(EDITOR’S NOTE: This is another in a series of seven articles spotlighting the start-ups that comprise Cohort 3 of Oak Ridge National Laboratory’s “Innovation Crossroads” program.)
By Tom Ballard, Chief Alliance Officer, PYA
William Fitzhugh recalls that, as an undergraduate student at the University of Colorado Denver, carbon nanotubes were highly hyped among academics and researchers.
“They were overly zealous about them then, but now they are overly pessimistic,” says the Fellow in Cohort 3 of Oak Ridge National Laboratory’s (ORNL) “Innovation Crossroads” (IC) program.
Fitzhugh, a newly minted PhD from Harvard University, believes that the time is right for making significant strides in nanotube innovation, and he cites a spinout from his alma mater as proof.
“Nantero is the first really successful nanotube electronics company, and it is about to release its first product,” Fitzhugh says, referencing the company’s recent successes. That company has raised more than $120 million and partnered with Fujitsu to manufacture carbon nanotube-based memory (‘Nano-RAM’).
In Fitzhugh’s case, he’s the founder of American Nanotechnologies, Inc. (ANI) that is focused on developing a novel chemical purification platform that can reduce the cost of producing high-purity dielectric materials by what he says is orders of magnitude.
Why is that important?
Many dielectric materials needed for next-generation technologies can be synthesized at industrial-scale but require post-synthesis purification that cannot be performed cost-effectively. ANI is developing a technology for large-scale purification of dielectric materials.
In the case of semiconducting carbon nanotube applications in the electronics sector, Fitzhugh says the key is achieving the highest standards of purity – 99.9999 percent in the case of global giant IBM.
“If you can’t purify it, you can’t put it in electronics,” he explained.
If successful with the purification process, he will be advancing at ORNL, Fitzhugh says that one of the resulting products – semiconducting carbon nanotube inks – can be implemented with roll-to-roll printing to disrupt the thin-film transistor industry.
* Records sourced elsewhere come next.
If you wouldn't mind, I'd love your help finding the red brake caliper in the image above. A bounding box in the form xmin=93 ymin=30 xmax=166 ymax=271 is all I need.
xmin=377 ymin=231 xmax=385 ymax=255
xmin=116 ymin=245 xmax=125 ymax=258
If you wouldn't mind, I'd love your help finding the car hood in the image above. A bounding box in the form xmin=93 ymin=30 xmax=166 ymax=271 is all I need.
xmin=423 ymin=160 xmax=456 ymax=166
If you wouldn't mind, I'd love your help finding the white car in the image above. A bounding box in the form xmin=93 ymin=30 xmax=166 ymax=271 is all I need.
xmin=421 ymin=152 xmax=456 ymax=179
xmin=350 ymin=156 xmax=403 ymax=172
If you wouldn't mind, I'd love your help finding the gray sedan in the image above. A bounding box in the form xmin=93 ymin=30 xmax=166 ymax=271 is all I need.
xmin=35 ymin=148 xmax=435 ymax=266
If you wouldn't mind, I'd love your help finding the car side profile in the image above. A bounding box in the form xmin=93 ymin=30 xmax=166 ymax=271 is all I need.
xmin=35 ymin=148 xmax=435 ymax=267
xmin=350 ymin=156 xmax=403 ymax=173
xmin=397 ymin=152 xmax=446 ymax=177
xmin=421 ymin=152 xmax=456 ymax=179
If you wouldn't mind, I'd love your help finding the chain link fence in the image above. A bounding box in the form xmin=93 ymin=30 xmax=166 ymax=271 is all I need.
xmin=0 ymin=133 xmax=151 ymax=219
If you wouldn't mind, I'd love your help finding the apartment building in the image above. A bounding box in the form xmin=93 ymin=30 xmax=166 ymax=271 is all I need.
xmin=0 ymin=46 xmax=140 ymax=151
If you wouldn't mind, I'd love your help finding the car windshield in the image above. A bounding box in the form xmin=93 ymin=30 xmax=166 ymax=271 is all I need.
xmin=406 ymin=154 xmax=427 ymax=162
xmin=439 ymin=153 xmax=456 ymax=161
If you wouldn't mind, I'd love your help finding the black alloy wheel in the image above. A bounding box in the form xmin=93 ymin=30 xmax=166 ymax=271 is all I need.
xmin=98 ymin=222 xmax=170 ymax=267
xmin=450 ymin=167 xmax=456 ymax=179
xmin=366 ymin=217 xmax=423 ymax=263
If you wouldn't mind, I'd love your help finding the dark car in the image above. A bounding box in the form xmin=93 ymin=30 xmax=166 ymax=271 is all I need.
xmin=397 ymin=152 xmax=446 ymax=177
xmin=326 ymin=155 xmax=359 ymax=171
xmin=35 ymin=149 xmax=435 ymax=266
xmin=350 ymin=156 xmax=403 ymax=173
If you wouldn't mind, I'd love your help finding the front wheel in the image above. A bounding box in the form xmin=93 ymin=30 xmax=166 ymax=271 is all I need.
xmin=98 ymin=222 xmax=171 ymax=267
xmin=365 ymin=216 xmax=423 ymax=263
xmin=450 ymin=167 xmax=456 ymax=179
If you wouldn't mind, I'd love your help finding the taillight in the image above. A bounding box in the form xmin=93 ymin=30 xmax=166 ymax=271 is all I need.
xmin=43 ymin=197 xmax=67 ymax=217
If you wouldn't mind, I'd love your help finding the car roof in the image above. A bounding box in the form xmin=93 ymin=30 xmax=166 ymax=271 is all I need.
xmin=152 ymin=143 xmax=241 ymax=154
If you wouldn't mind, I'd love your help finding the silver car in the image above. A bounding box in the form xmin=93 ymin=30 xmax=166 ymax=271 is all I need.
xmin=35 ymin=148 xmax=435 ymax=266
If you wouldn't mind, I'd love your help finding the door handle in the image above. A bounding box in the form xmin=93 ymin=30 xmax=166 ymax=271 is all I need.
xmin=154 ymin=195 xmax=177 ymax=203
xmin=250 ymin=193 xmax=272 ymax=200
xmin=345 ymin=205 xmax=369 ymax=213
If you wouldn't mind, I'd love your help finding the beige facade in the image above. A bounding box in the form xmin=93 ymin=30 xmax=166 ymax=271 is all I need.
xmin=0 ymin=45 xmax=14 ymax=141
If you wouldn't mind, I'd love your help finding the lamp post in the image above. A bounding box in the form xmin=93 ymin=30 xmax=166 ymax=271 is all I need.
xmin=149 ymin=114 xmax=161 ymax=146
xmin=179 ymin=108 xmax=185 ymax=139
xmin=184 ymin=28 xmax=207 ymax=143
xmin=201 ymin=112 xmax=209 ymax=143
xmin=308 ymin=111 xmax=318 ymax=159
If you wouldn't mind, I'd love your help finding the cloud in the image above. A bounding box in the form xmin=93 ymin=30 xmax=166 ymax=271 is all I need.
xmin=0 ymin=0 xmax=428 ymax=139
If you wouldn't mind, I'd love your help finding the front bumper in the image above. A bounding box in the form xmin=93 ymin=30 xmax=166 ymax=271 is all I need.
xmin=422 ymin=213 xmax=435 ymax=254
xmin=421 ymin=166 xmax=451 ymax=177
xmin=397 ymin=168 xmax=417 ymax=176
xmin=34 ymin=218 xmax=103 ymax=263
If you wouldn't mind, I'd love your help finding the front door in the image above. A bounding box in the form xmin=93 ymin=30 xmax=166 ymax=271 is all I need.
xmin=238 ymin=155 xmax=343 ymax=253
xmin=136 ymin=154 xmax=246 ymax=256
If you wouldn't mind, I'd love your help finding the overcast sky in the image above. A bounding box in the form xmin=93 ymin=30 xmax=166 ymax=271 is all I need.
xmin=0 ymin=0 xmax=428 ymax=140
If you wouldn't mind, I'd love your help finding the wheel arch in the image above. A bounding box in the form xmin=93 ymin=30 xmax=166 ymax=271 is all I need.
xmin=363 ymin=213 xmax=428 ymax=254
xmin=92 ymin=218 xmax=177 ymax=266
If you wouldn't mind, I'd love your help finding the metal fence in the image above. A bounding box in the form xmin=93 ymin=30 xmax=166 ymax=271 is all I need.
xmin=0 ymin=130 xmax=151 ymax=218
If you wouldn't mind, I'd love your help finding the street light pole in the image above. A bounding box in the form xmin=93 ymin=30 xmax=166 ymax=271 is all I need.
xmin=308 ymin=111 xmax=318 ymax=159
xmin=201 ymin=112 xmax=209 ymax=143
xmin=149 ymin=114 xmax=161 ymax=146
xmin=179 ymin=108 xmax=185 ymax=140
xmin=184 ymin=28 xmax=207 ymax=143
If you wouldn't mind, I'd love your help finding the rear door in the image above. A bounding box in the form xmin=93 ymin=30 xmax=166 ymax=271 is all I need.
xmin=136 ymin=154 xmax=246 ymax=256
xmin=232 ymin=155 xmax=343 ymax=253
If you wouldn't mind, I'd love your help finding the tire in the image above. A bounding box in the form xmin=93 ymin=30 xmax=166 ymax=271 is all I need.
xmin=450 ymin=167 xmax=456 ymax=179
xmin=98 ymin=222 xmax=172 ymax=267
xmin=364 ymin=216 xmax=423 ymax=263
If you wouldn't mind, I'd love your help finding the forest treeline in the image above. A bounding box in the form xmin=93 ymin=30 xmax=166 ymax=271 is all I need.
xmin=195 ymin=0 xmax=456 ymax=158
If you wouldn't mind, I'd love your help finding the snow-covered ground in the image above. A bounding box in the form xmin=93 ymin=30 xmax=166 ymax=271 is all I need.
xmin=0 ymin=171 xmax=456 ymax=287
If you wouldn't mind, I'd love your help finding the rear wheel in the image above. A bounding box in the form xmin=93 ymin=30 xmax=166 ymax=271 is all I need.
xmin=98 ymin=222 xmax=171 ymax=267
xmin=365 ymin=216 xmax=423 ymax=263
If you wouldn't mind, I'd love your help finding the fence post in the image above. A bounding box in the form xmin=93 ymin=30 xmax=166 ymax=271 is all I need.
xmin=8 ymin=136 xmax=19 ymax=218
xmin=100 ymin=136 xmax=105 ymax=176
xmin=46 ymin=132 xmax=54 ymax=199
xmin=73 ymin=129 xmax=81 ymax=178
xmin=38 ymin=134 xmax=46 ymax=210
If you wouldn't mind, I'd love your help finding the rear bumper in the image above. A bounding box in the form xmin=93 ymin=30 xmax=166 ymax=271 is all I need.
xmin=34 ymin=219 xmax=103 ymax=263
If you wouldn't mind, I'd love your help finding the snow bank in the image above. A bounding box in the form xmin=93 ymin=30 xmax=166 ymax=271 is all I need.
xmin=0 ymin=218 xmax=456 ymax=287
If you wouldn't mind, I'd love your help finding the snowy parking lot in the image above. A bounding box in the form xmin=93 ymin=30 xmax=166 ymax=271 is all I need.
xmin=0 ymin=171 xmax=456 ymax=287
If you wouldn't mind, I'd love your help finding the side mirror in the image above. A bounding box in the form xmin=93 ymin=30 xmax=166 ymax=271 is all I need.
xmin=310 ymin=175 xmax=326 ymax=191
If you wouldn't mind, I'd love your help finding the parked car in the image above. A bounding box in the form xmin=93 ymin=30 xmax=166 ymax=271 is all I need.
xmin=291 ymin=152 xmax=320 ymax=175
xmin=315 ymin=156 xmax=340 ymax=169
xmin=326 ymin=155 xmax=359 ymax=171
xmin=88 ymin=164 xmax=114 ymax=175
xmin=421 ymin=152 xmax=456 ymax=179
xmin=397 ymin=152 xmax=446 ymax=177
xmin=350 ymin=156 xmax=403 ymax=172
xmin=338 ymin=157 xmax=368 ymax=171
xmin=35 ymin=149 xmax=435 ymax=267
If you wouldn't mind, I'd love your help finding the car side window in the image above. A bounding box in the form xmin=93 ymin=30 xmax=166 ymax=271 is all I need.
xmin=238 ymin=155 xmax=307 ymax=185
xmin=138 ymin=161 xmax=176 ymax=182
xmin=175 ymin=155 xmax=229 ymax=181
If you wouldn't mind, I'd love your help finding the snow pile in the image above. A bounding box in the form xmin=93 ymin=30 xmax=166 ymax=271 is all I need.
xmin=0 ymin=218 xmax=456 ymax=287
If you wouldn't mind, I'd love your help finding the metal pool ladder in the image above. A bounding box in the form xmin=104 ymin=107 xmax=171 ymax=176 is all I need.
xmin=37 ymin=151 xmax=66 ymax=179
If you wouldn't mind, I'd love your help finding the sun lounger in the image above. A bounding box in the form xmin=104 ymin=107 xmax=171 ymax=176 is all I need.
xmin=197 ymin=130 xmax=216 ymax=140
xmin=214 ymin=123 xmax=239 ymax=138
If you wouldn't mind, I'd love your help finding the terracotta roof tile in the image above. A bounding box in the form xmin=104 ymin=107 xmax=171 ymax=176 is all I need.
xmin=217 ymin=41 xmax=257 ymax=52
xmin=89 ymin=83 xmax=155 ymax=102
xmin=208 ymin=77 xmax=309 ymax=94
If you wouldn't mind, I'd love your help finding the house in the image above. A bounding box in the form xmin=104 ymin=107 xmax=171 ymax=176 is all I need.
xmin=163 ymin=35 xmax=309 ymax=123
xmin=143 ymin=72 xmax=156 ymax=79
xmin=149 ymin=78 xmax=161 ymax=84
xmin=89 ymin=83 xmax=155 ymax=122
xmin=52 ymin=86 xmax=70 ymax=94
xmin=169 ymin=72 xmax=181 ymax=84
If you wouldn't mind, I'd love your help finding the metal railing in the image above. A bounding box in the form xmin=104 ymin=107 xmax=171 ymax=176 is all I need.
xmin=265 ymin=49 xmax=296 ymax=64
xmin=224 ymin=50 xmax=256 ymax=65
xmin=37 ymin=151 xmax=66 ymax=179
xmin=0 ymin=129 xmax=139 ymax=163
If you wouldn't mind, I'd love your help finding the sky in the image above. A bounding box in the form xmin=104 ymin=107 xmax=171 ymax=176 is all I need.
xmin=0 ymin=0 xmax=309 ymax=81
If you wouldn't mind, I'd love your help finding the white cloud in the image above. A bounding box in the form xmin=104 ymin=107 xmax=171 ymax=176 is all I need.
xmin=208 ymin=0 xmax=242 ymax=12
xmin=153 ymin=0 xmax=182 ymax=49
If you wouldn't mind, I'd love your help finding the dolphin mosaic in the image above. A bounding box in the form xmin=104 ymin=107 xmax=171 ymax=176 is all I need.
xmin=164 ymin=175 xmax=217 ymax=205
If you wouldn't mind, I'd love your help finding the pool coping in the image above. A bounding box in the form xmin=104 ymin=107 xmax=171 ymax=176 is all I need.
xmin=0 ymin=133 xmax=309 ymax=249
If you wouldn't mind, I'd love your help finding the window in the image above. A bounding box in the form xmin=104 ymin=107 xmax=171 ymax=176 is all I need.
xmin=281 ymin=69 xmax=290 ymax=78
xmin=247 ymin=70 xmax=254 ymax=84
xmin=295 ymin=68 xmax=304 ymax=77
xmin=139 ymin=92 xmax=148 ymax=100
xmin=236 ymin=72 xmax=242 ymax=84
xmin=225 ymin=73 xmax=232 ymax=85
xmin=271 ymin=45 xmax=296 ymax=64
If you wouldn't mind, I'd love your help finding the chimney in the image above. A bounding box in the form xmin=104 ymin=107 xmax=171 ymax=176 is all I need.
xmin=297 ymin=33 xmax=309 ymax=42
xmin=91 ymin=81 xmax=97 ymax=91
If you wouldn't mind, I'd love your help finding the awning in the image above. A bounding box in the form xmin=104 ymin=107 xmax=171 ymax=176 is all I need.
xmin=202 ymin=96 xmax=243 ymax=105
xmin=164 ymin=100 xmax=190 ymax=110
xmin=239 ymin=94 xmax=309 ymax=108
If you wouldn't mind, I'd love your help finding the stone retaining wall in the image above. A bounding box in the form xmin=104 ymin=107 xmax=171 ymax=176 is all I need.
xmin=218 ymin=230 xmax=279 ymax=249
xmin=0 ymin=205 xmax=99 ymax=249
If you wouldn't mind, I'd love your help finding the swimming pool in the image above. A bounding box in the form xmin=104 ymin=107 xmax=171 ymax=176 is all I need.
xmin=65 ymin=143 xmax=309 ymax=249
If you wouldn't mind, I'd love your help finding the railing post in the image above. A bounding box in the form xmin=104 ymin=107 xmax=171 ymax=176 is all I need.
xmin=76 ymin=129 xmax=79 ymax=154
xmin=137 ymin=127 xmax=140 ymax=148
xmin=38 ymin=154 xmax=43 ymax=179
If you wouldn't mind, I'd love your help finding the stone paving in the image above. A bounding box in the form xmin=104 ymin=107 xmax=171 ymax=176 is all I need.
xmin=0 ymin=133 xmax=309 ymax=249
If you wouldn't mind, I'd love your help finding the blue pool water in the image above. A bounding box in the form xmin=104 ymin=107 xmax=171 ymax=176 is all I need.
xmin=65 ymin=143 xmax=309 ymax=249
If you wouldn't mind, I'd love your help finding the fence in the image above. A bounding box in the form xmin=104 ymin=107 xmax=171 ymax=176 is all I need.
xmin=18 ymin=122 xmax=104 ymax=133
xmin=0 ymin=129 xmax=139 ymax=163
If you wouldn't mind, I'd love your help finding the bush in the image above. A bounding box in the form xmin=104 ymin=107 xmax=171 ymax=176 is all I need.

Noting that cost estimates suggest it would cost $300,000,000 to produce a pound of semi-conducting nanotubes, Fitzhugh quickly adds that “no one has ever seen a pound.”
For now, he has both short-term and long-term strategies. In the case of the former, Fitzhugh is focused on applications in, for example, the oil and gas industry, pulling oil out of the ground and separating the water and salts in a more cost-effective manner than is currently available. Fitzhugh says that will demonstrate his technology, for which he has a patent with more anticipated, can achieve a high enough quality to attract an investor.
“It will derisk the technology for higher value, future materials while also providing revenue in the short-term,” he says. Then, ANI can move to its longer-term goal of providing nanophase materials with high, uniform purity.
“The science is solid, but we need some additional engineering work,” Fitzhugh says, and that will be the focus of his two-year fellowship at ORNL. By May 2021, he wants to have a pilot scale system in place, possibly for upstream oil.